A Saudi Arabian minister apparently said in a meeting that the Stone Age did not come to an end because they ran out of stones. He was referring to the need to curtail the use of fossil fuels to reduce carbon emissions—his implication was that fossil fuels will automatically be replaced when other sources are invented. We can extend the same paradigm to the entire business of climate change—that climate change will not stop because humans will change their ways but because they will adopt the solutions we develop for carbon-neutral energy and food production.
Climate scientists are better off worrying less about climate deniers and public scepticism about science, and should simply focus on developing solutions before we run out of fossil fuels.
Climate scientists are in a tizzy over many issues relating to human activities and global warming. The election of Donald Trump to the US presidency and the potential retraction of the US from international agreements is certainly a matter of consternation. A number of petitions are already being circulated and they are bound to garner an impressive number of signatures. But as the President of the richest country in the world, Trump will continue to make choices just as his predecessors did. This headline shows that even the most passionate and climate-friendly President has limitations on what choices he can really make to lead climate action. Despite his personal interest and passion in climate action, President Obama made a number of choices that are not climate friendly.

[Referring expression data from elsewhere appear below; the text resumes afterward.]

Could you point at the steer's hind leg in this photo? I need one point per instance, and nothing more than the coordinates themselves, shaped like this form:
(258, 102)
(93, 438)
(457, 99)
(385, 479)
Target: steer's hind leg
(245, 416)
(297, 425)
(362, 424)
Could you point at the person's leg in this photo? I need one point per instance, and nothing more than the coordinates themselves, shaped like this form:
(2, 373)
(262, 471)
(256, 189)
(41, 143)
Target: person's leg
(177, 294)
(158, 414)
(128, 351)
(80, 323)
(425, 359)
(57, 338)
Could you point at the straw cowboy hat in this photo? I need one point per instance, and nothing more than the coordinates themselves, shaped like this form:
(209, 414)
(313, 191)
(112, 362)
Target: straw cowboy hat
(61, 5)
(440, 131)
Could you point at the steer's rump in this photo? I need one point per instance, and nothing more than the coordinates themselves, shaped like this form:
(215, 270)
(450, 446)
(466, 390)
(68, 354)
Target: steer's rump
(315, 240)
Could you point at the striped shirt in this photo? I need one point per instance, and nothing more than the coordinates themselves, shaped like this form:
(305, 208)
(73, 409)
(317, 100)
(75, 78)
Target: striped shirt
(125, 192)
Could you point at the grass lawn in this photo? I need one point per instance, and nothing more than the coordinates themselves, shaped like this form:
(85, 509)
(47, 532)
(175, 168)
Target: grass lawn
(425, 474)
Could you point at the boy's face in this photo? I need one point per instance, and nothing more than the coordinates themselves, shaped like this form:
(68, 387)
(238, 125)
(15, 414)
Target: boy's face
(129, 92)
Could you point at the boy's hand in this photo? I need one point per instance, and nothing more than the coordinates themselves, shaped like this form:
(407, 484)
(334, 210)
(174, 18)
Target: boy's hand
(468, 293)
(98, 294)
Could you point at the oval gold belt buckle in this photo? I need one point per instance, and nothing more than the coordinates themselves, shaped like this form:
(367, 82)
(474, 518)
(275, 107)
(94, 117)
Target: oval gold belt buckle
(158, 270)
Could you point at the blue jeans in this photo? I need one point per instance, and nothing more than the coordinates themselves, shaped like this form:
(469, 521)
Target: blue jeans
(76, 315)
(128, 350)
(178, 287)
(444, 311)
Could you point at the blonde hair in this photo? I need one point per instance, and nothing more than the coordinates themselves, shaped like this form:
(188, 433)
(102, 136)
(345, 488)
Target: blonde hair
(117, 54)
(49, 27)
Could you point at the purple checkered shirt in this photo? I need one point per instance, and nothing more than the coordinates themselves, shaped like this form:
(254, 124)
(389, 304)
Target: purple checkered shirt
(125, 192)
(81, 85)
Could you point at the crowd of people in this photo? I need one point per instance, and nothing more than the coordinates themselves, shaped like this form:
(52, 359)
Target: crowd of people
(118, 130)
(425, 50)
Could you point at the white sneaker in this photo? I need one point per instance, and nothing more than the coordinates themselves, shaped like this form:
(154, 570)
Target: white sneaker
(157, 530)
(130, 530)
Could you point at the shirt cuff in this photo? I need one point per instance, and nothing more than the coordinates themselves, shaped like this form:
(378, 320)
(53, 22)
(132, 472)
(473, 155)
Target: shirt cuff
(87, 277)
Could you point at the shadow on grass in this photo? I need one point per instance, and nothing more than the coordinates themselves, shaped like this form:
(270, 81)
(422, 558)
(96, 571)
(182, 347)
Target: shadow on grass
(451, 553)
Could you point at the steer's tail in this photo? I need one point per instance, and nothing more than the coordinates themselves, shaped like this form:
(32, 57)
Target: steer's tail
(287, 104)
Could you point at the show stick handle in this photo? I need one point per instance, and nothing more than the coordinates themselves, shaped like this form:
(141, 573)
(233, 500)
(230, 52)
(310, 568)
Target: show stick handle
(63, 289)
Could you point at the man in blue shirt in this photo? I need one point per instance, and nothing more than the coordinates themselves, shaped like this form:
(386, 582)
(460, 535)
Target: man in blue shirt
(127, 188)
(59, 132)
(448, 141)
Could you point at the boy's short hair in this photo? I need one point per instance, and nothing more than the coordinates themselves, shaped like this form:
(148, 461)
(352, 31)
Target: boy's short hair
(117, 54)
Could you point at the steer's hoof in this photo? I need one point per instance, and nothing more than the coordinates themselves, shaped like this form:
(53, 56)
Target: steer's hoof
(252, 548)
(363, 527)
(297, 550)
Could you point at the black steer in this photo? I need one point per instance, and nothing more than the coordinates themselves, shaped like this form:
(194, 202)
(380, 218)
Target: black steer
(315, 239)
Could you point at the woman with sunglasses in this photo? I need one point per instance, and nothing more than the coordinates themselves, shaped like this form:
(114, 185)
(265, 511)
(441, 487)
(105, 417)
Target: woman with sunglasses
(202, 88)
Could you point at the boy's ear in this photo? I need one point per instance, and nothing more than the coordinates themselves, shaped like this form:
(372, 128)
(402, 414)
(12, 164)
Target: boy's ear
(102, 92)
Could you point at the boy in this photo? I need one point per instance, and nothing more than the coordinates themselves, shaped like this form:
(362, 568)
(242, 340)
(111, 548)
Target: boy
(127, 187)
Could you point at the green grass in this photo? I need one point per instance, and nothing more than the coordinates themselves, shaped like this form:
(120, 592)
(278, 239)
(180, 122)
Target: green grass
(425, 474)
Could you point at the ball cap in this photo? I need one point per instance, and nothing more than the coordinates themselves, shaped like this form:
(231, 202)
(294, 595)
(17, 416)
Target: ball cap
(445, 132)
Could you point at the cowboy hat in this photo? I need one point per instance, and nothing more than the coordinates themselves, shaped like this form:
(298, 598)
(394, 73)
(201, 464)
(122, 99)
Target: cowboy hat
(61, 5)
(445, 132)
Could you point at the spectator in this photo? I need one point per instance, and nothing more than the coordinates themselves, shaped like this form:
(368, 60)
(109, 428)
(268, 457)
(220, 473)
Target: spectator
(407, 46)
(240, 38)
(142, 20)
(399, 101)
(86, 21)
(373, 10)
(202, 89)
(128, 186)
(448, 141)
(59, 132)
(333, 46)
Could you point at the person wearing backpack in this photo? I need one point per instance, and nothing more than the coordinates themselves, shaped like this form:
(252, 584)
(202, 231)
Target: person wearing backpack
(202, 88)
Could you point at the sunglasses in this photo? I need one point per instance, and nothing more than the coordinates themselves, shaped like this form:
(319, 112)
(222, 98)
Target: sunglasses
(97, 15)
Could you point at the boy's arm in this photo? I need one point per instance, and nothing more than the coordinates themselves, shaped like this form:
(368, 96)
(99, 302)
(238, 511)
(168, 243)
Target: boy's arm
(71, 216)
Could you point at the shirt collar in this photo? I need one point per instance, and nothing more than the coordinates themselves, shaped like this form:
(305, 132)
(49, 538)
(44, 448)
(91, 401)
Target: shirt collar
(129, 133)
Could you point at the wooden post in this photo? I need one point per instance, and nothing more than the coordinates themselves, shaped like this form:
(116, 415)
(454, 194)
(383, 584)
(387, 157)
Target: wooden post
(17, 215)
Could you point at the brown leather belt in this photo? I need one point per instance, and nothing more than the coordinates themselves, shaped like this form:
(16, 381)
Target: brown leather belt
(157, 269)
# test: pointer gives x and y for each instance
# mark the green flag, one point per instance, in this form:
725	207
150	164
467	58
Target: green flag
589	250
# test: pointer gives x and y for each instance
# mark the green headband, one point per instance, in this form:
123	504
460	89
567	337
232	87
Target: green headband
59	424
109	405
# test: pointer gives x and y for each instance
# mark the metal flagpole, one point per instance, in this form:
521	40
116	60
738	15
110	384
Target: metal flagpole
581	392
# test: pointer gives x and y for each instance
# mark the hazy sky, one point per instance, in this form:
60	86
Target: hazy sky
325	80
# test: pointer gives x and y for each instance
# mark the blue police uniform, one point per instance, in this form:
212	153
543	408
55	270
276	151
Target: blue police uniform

Then there is the general tendency of climate scientists to reach for the standard placebos on how the dark forces are seeding doubts about climate change and creating impediments to climate action or how science communication is not being effective in reducing laypeople's doubts about science and scientists. This constant complaining is especially unhealthy since science itself is founded on scepticism!
In all honesty, climate deniers and the science-ignorance of the general public may not be the biggest impediments to climate action. The bigger hurdle may be that climate scientists and climate aficionados are not really leading by example, in terms of changing their lifestyles in all ways needed to reduce their own carbon footprints. In fact, it is not even possible for us mere mortals to change our consumption patterns sufficiently to be a major part of climate action. Local, regional and global solutions are needed to meet the resource needs of all humans without increasing greenhouse gases or affecting the environment negatively in any other way. This is especially important considering that real life will always force us to prioritise a billion things over climate action.
For example, developing countries like China and India cannot afford to leave their coal languishing in the ground considering their energy needs to not only continue their economic growth but to provide for the basic needs of their citizens. This forces these countries to make some choices that are in fact unhealthy in a real sense of deadly air pollution . The blanket of smog in north India following Diwali celebrations last month, for one, is still fresh in our memory.
Coal use will not end because we will run out of coal. There is just too much coal on earth. We must find alternative energy sources to make coal obsolete. Climate action will never be immune to the vagaries of politics. Or be resilient to natural disasters like the tsunami that hit the Fukushima nuclear power plant and forced Japan to reconsider its commitment to climate action. Unless, of course, climate-friendly food, energy, water and carbon-capture-and-sequestration solutions make climate action completely independent of politics.
Climate scientists are better off worrying less about climate deniers and public scepticism about science, and should simply focus on developing solutions before we run out of fossil fuels. Even if 99% of all humanity miraculously agreed that humans are causing global warming, we will not be able to have much additional impact on mitigating the warming since large-scale solutions are not yet in place. For example, if a reasonable number of people wanted to give up their cars and rely on public transportation and the politicians agreed to offer reliable public transportation to all, then, implementing efficient public transportation will take many more years even for the richest of countries.
Local actions allow people to steer their own destinies instead of resenting environmental regulations as top-down impositions.
In other words, if the strategy to respond even in the face of a miraculous epiphany among humans to tackle climate change is to just create more regulations curtailing energy-hungry lifestyles, then that may also backfire if climate change impacts don't become obvious for many years in many places. Especially since remote effects such as starving polar bears have become too routine—just like the bad news from the war in Syria. On the other hand, if the focus for action is developed based upon local environmental issues people care about—like the quality of air and water they depend upon—then measurable metrics can be set up. People can then see the benefits of their environmental stewardship pay dividends over time by dealing with the issues in their own backyards. Sustainable strategies can emerge from such local approaches for long-term engagement in climate action. All global warming is local but all local actions will have global impacts. Local actions also allow people to steer their own destinies instead of resenting environmental regulations as top-down impositions.
To repeat my favourite mantra: we want the children of the future to dream about reaching the far ends of the universe(s) instead of living in fear of the world coming to an end because we want to eat well and travel to see all the beautiful places on earth. We must hope that the ingenious human mind is capable of saving the planet from itself without having to starve or stay at home for the fear of polluting the environment.